An example query yields:
?- knapsack(S), variable_value(S, x(1), X1), variable_value(S, x(2), X2).
X1 = 1
X2 = 1 rdiv 2 ;
That is, we are to take the one item of the first type, and half of 
one of the items of the other type to maximize the total value of items 
in the knapsack.
If items can not be split, integrality constraints have to be 
imposed:
knapsack_integral(S) :-
        knapsack_constrain(S0),
        constraint(integral(x(1)), S0, S1),
        constraint(integral(x(2)), S1, S2),
        maximize([7*x(1), 4*x(2)], S2, S).

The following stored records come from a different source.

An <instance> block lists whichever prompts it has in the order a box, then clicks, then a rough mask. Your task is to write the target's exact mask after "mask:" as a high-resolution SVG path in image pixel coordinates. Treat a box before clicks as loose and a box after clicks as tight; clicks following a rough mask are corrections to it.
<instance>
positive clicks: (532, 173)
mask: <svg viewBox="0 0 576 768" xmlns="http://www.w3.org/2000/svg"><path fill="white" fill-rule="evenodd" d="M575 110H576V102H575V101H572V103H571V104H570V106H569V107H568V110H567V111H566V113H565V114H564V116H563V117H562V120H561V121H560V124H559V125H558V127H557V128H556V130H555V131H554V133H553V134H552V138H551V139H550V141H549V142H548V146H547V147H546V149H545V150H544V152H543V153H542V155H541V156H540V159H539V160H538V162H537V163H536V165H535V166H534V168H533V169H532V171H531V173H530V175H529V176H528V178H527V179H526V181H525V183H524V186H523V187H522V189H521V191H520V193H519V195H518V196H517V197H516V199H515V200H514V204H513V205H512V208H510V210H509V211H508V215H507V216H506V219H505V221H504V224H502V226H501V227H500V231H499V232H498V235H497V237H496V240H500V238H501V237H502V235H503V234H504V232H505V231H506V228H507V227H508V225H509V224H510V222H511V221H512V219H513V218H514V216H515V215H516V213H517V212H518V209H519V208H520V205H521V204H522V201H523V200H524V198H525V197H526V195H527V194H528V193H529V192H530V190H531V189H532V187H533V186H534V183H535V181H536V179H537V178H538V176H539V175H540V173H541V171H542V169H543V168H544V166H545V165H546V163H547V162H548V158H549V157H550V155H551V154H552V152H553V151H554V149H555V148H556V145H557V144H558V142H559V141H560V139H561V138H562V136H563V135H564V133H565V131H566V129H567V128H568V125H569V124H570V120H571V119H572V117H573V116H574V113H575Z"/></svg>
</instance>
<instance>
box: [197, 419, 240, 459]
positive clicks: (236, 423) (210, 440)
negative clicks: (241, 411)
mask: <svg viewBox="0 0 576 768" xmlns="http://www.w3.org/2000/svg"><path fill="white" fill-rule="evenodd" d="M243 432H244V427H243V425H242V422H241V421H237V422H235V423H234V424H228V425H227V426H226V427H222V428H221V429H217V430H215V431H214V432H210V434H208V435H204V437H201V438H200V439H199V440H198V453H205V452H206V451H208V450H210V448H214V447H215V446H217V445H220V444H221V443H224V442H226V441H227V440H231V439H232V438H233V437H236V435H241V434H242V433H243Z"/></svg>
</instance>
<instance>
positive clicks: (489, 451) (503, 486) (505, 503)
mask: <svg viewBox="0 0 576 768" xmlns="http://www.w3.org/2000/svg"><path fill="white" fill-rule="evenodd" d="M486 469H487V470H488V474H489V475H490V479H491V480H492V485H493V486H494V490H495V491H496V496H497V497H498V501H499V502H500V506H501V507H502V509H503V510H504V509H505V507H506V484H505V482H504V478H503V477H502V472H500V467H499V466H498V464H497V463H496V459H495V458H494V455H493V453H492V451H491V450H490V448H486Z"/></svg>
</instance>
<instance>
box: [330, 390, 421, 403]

Now the result is different:
?- knapsack_integral(S), variable_value(S, x(1), X1), variable_value(S, x(2), X2).
X1 = 0
X2 = 2
That is, we are to take only the two items of the second type. Notice 
in particular that always choosing the remaining item with best 
performance (ratio of value to size) that still fits in the knapsack 
does not necessarily yield an optimal solution in the presence of 
integrality constraints.
We are given 3 coins each worth 1, 20 coins each worth 5, and 10 coins 
each worth 20 units of money. The task is to find a minimal number of 
these coins that amount to 111 units of money. We introduce variables 
c(1), c(5) and c(20) denoting how many coins to take of the respective 
type:
coins -->
        constraint([c(1), 5*c(5), 20*c(20)] = 111),
        constraint([c(1)] =< 3),
        constraint([c(5)] =< 20),
        constraint([c(20)] =< 10),
        constraint([c(1)] >= 0),
        constraint([c(5)] >= 0),
        constraint([c(20)] >= 0),
        constraint(integral(c(1))),
        constraint(integral(c(5))),
        constraint(integral(c(20))),
        minimize([c(1), c(5), c(20)]).
coins(S) :-
        gen_state(S0),
        coins(S0, S).
An example query:
?- coins(S), variable_value(S, c(1), C1), variable_value(S, c(5), C5), variable_value(S, c(20), C20).
C1 = 1
C5 = 2
C20 = 5